After we had a can each there was a burping contest, thanks to Bee who can never drink a fizzy drink without her stomach immediately expelling all the bubbles. There was a thought hovering in my head – I can surf so I should be able to mountainboard. It was followed by a second thought – Dog-powered boarding would be cool. And that one turned into action. I got up.
‘Bee, can I borrow Doodle?’
‘He’s not a library book,’ she said.
Lots of laughing, which I ignored. ‘I’m going to have a go on Marco’s board.’
‘I suppose so,’ she said, with a can-you-believe-Keener’s-actually-going-near-my-dog face.
I untied the lead, which was attached to a bike rack, said ‘See you,’ and went in search of Marco.
Tricks
As we walked along, Doodle kept turning round and looking back at Bee. It was as though he knew I wasn’t a proper dog handler. I tried n
ot to catch his eye. I’m not exactly scared of dogs, I just don’t like their teeth.
I could see Marco up ahead, trying out tricks on the path.
‘Marco,’ I shouted. He looked up and smiled. ‘Can I have a go on your board with the dog?’
‘Sure,’ he said. ‘You’re a good surfer, makes good boarder.’ Marco’s been surfing with me. He’s amazing.
‘I hope so,’ I said, but I wasn’t sure. Surfing on water is a bit different from four wheels on bumpy ground. And falling in water, or a wipe-out as we surfers call it, is most definitely better than a tumble on the concrete.
He pushed the board with his foot, I stopped it with mine. So far so good. Marco waited for me to get on, but I didn’t. It’s embarrassing when you have a go at something you can’t do, or don’t know if you can do. I wanted him to go away, or at least turn round, but I couldn’t say that to him, could I?
‘You want help?’ he said.
I nodded and handed over the lead. Marco hooked the loop over his foot. Funny way to keep hold of a dog.

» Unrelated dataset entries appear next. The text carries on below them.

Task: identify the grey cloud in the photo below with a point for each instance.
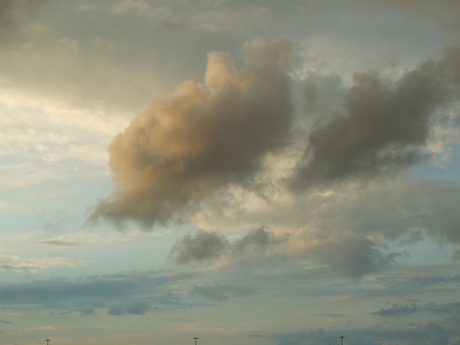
(219, 292)
(451, 231)
(398, 310)
(382, 127)
(133, 307)
(437, 334)
(350, 254)
(58, 243)
(434, 333)
(260, 237)
(119, 293)
(209, 245)
(87, 311)
(182, 149)
(407, 310)
(14, 15)
(202, 246)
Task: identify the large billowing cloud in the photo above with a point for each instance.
(182, 149)
(383, 124)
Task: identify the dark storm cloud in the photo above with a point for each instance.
(209, 245)
(219, 292)
(350, 254)
(203, 246)
(382, 127)
(182, 149)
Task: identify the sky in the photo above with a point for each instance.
(245, 172)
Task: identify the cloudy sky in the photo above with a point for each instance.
(245, 172)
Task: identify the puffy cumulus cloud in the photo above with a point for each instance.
(256, 245)
(182, 149)
(382, 126)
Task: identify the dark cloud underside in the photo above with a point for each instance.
(383, 125)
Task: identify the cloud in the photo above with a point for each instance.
(437, 334)
(382, 126)
(15, 15)
(345, 228)
(181, 150)
(202, 246)
(58, 243)
(407, 310)
(119, 294)
(219, 292)
(134, 307)
(398, 310)
(215, 248)
(18, 264)
(348, 253)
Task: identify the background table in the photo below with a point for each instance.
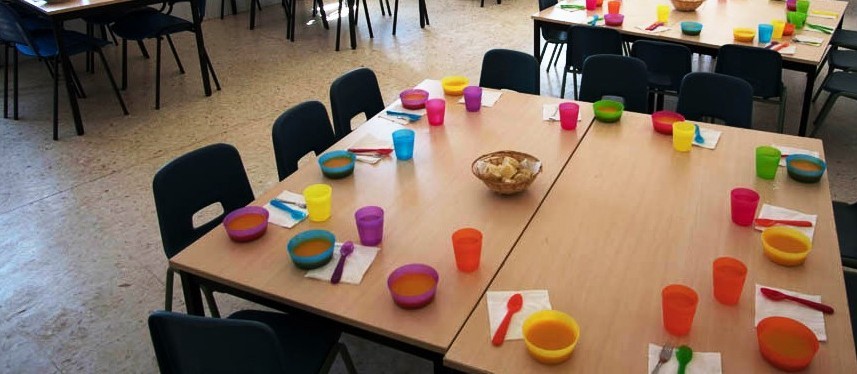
(628, 216)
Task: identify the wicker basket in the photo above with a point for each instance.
(500, 186)
(686, 5)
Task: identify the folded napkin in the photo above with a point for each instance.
(793, 151)
(702, 362)
(534, 301)
(775, 212)
(355, 265)
(710, 136)
(282, 218)
(810, 317)
(489, 97)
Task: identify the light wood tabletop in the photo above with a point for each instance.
(425, 201)
(628, 216)
(718, 18)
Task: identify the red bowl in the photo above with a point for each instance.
(663, 120)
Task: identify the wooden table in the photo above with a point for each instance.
(425, 201)
(628, 216)
(718, 19)
(59, 12)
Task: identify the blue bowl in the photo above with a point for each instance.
(316, 261)
(691, 28)
(340, 171)
(805, 168)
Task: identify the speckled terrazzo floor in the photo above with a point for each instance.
(80, 254)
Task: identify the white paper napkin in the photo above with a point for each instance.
(793, 151)
(775, 212)
(702, 362)
(282, 218)
(810, 317)
(355, 267)
(710, 136)
(534, 301)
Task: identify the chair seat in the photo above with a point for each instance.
(306, 354)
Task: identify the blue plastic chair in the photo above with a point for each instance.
(585, 41)
(705, 96)
(513, 70)
(41, 44)
(299, 130)
(150, 23)
(667, 64)
(611, 75)
(762, 68)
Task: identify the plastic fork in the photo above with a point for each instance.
(665, 355)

‘OK,’ he said. Marco wasn’t a bad teacher. Or maybe I was a good pupil. He showed me which foot to put at the front (your leading leg), how to get on without the board slipping away (make sure it’s on the flat) and how to use your knees, heels and toes to move and steer. I messed about a bit at the top of the hill. It was easy.
‘Down the hill,’ said Marco.
I looked down. I’ve walked down the hill loads of times. I’ve run down it, cycled down it. But I’ve never gone down it on four wheels, without brakes.
‘Go . . .’ Marco couldn’t find the word he wanted. He used his hands instead. They pointed diagonally. That made sense. I was going to slip my front foot out of the binding to turn the board to face the direction of Marco’s hand but he shook his head and did a little jump. I got it. I was meant to jump to turn the board round. Here goes, I thought.
Jumping with a board attached to both your feet was weird. But it worked. I was ready. I bent my knees, the board set off with me on it. I headed across the slope, and only remembered when I needed to turn and head the other way that Marco hadn’t explained how to turn. Great! Or how to brake. Even more great! Luckily, it turned out to be just like surfing. I’m goofy (that means right foot forward – left foot forward is ‘natural’) so I just leant back on my heels and round I went. I did a few turns on the way down and to stop I turned back up the hill. Marco started clapping. I bowed. Time to try it with the dog!